Guilcher, Armelle «Pour l’amour d’une île» (2015)

Résumé : Elle s’appelle Marine. Un prénom qui évoque sa passion, la mer. Cette mer qui entoure la petite île bretonne où elle est née et a grandi, jusqu’à la mort brutale de ses parents. Devenue médecin, Marine décide de retourner sur l’île perdue dans les brumes, au milieu des écueils qu’elle aime tant. Mais les mois passent et elle ne parvient pas à amadouer les habitants pour le moins distants. Les patients restent rares et l’hostilité est palpable. Une hostilité qui semble trouver sa source dans l’histoire familiale, ne laissant au « nouveau docteur », au bord du découragement, d’autres choix que de raviver le passé pour comprendre. Au risque de rouvrir des blessures enfouies. (Paru chez Pocket en 01.2016)
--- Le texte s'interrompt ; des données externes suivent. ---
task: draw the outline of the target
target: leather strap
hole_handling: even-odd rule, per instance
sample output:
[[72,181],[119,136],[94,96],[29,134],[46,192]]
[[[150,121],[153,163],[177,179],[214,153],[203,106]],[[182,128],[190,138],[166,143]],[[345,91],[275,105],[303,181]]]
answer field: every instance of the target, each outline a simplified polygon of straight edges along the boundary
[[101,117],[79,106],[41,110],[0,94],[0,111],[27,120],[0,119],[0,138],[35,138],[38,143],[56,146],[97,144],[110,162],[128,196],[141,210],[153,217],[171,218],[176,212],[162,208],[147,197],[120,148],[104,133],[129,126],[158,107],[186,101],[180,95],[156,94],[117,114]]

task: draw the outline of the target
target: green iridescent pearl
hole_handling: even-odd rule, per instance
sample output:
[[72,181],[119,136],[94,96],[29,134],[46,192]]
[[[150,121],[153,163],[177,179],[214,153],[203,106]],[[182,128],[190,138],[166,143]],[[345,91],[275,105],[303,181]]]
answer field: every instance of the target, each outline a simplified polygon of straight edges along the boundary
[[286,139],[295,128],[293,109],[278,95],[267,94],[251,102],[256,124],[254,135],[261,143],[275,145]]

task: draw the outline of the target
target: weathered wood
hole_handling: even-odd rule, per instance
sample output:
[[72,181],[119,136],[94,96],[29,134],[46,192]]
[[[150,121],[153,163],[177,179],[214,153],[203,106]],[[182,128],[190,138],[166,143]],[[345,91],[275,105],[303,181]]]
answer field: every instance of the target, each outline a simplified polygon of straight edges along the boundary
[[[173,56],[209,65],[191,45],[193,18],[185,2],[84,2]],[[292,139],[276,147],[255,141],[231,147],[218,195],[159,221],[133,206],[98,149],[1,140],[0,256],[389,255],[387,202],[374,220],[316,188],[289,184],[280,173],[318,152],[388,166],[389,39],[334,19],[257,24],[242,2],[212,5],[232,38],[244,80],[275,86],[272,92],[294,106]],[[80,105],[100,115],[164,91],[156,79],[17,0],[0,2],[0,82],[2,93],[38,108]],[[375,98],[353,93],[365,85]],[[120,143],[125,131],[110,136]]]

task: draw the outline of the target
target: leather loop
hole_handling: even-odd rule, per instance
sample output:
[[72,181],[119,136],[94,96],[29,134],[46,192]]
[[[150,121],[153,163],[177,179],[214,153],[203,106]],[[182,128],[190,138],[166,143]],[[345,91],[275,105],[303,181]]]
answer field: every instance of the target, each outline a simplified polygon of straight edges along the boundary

Mon avis : On prend le ferry et on quitte le continent pour s’installer sur la petite île de Marine. Retour aux sources, aux origines. Et on se retrouve immergé dans les haines intestines, dans la méfiance à l’égard de ceux qui ne sont pas totalement iliens (même si au départ l’ile était leur lieu de naissance).. Et j’ai plongé… Et en plus une femme médecin, non mariée… vous pensez bien … c’est mal vu ! Marine va être confrontée à la méfiance, au rejet… pour aller au bout de son rêve.. Les relations entre les jeunes les rapports hommes/femmes… Et au passage, un petit cours d’histoire de la Bretagne, de la collaboration des nationalistes bretons pendant la guerre… Marine va lutter au propre et au figuré contre vents et marées pour s’ancrer dans le paysage et la vie de l’île. Des jalousies, des amours contrariées, des amitiés entre jeunes et moins jeunes, des luttes d’influence, des générations qui se détestent ou se protègent ; la suspicion règne et le poids du passé est lourd à porter. Que c’est dur la vie en vase clos ! Allez-y, vous n’allez pas le regretter. Un roman à l’image de la météo : puissant, tempétueux, tumultueux, avec des vagues et des périodes calmes… mais la lame de fond n’est jamais bien loin.  Et aussi de très belles pages de tendresse et d’attachement aux ainés… Ce livre m’a fait penser à l’excellent « Les déferlantes » de Claudie Gallay… Si vous aviez aimé cette concordance caractère / histoire / nature, alors vous allez aimer.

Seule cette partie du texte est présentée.